After you have identified the dependencies, you can create the YAML file with all of the dependencies specified by using the function CondaDependencies.create(). The function creates the environment object and enables you to serialize it to the myenv.yml file by using the function save_to_file(). Figure 5-6 shows the output from running the following code:

from azureml.core.conda_dependencies import CondaDependencies
myenv = CondaDependencies.create(conda_packages=[
                  'numpy','scikit-learn','lightgbm'],
                  pip_packages=['azureml-sdk[automl]'])
conda_env_file_name = 'myenv.yml'
myenv.save_to_file('.', conda_env_file_name)
paml 0506
Figure 5-6. Creating the environment YAML file—myenv.yml

Now that we have created both the scoring and environment YAML files, we can update the files’ content with the version of the Azure Machine Learning SDK and model identifier that we obtained earlier. The following code reads the file, replaces the affected values, and writes it back to disk:

with open(conda_env_file_name, 'r') as cefr:
   content = cefr.read()
with open(conda_env_file_name, 'w') as cefw:
   cefw.write(content.replace(azureml.core.VERSION, dependencies['azureml-sdk']))

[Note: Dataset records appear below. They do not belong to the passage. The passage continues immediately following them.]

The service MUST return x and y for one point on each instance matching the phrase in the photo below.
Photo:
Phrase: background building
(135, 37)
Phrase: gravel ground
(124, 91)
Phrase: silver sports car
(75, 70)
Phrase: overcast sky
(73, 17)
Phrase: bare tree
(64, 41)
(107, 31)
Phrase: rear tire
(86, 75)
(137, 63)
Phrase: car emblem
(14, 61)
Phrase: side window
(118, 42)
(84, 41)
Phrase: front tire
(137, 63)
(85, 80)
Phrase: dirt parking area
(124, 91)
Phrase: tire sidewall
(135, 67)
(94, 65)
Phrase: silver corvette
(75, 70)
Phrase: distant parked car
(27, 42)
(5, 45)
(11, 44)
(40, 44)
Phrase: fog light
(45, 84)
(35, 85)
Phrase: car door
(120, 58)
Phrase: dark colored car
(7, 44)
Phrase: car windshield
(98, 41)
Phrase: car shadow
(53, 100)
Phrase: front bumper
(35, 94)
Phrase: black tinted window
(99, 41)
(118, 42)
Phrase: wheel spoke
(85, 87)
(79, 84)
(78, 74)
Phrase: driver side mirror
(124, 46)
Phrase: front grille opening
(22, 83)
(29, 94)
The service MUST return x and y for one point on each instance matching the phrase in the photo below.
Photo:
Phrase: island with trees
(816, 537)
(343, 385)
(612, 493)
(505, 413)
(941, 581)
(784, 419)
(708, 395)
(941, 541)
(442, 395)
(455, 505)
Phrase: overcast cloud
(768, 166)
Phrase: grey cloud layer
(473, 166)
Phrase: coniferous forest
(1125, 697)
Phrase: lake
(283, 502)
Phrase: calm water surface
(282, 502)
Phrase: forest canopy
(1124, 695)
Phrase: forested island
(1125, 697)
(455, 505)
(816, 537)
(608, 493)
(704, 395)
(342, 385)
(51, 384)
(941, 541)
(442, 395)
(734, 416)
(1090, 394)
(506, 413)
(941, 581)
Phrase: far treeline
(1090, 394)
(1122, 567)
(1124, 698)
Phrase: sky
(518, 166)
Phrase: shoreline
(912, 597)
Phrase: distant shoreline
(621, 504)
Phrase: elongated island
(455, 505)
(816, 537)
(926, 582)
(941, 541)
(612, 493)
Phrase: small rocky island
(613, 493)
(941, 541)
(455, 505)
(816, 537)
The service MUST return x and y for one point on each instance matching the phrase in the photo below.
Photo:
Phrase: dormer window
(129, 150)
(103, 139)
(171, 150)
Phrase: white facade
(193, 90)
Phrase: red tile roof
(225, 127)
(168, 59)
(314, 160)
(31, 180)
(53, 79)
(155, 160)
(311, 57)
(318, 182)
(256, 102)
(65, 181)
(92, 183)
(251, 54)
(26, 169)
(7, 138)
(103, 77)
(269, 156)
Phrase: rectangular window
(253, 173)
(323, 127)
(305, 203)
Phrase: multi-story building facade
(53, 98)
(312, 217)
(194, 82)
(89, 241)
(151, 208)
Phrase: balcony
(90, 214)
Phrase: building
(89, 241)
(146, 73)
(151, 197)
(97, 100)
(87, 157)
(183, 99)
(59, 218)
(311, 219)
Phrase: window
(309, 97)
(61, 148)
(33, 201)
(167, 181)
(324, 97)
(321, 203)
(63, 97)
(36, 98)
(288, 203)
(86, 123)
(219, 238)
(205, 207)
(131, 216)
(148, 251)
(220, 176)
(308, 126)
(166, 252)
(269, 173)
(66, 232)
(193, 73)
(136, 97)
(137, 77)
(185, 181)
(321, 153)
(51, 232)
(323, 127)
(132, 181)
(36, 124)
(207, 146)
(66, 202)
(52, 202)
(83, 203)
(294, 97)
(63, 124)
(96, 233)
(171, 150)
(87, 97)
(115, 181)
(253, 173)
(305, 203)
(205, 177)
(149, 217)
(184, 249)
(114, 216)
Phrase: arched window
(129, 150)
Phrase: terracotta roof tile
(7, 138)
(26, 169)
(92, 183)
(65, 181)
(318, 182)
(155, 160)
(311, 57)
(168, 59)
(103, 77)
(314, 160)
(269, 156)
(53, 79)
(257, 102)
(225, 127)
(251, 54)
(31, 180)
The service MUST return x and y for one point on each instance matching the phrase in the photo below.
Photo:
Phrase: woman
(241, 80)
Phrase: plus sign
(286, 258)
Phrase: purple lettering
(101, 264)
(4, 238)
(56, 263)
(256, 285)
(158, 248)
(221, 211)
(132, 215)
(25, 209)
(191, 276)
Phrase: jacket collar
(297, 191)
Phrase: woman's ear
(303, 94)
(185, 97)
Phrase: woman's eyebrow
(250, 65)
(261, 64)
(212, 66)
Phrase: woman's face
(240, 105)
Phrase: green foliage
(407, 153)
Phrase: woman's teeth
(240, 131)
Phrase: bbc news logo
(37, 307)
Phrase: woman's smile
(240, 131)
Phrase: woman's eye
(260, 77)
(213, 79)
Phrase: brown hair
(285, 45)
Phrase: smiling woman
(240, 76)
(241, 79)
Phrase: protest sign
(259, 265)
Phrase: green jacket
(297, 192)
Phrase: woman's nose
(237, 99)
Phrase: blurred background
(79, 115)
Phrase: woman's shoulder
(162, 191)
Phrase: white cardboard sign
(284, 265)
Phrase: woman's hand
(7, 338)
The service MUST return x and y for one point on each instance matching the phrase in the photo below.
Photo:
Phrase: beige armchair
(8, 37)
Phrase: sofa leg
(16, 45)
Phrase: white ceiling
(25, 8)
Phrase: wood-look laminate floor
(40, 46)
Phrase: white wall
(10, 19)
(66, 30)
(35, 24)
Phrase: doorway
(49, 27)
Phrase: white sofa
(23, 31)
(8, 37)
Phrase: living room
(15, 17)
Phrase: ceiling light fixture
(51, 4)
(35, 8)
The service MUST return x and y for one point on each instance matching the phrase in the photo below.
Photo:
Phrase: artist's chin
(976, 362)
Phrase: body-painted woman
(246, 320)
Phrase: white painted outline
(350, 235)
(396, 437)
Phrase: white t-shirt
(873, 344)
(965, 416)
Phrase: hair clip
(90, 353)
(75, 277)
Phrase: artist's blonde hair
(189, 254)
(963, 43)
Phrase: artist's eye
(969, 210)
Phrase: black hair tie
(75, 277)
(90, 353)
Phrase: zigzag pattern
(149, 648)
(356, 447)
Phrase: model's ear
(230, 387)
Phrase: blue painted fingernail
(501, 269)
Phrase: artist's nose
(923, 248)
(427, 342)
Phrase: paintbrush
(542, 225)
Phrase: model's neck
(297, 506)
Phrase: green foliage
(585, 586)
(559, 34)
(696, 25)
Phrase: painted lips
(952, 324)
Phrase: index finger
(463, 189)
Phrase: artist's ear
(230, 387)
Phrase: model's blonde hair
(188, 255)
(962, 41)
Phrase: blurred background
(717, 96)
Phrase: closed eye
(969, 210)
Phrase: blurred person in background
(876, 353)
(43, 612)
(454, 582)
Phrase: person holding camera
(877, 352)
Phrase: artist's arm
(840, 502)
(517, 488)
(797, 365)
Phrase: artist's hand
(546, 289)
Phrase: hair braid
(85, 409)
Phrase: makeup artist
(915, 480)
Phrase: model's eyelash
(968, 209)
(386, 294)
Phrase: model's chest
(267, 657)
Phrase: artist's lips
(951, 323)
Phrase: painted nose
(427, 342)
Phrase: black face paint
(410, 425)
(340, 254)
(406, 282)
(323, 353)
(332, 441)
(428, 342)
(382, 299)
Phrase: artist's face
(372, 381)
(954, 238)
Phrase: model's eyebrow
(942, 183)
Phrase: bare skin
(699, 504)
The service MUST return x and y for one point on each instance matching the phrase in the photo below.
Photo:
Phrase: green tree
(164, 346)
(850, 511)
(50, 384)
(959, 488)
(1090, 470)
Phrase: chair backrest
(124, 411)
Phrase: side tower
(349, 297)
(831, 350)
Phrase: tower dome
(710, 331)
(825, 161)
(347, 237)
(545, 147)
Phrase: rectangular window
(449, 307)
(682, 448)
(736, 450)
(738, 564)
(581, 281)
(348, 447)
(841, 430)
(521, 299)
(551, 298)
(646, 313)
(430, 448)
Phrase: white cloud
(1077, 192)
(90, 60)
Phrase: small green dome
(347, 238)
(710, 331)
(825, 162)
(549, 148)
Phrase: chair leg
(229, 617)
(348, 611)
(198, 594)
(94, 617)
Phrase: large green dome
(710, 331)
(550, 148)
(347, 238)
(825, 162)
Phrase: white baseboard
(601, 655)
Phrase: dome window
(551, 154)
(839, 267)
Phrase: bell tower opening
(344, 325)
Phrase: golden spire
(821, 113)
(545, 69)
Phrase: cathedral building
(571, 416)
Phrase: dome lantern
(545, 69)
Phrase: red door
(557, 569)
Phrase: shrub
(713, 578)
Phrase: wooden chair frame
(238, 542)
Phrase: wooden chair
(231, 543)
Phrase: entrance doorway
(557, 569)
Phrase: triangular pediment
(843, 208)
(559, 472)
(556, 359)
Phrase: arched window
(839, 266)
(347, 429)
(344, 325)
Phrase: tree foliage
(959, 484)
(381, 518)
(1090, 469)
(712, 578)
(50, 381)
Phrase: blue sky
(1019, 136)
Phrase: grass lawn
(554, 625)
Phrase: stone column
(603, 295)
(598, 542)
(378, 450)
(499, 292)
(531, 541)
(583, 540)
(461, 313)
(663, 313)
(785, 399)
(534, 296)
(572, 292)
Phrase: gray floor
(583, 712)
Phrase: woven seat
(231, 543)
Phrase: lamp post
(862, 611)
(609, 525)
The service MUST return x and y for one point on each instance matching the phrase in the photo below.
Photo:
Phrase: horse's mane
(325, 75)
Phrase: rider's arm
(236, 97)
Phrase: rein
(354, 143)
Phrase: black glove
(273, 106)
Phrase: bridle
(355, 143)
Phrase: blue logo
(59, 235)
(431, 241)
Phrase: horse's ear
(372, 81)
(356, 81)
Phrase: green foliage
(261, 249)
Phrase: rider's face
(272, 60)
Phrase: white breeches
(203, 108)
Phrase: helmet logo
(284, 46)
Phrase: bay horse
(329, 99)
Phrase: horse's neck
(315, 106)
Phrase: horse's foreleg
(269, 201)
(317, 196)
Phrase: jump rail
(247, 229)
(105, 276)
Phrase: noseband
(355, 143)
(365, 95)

# Substitute the actual model id in the script file.
script_file_name = 'score.py'

with open(script_file_name, 'r') as cefr:
   content = cefr.read()
with open(script_file_name, 'w') as cefw:
   cefw.write(content.replace('<<modelid>>', local_run.model_id))

With the values now replaced, you’re ready to configure and create the container images, which will be registered with the ACI. In the configuration of the container image, using the function ContainerImage.image_configuration(), you specify the runtime used, the environment file that provides the Conda dependencies, metadata tags, and a description for the container image.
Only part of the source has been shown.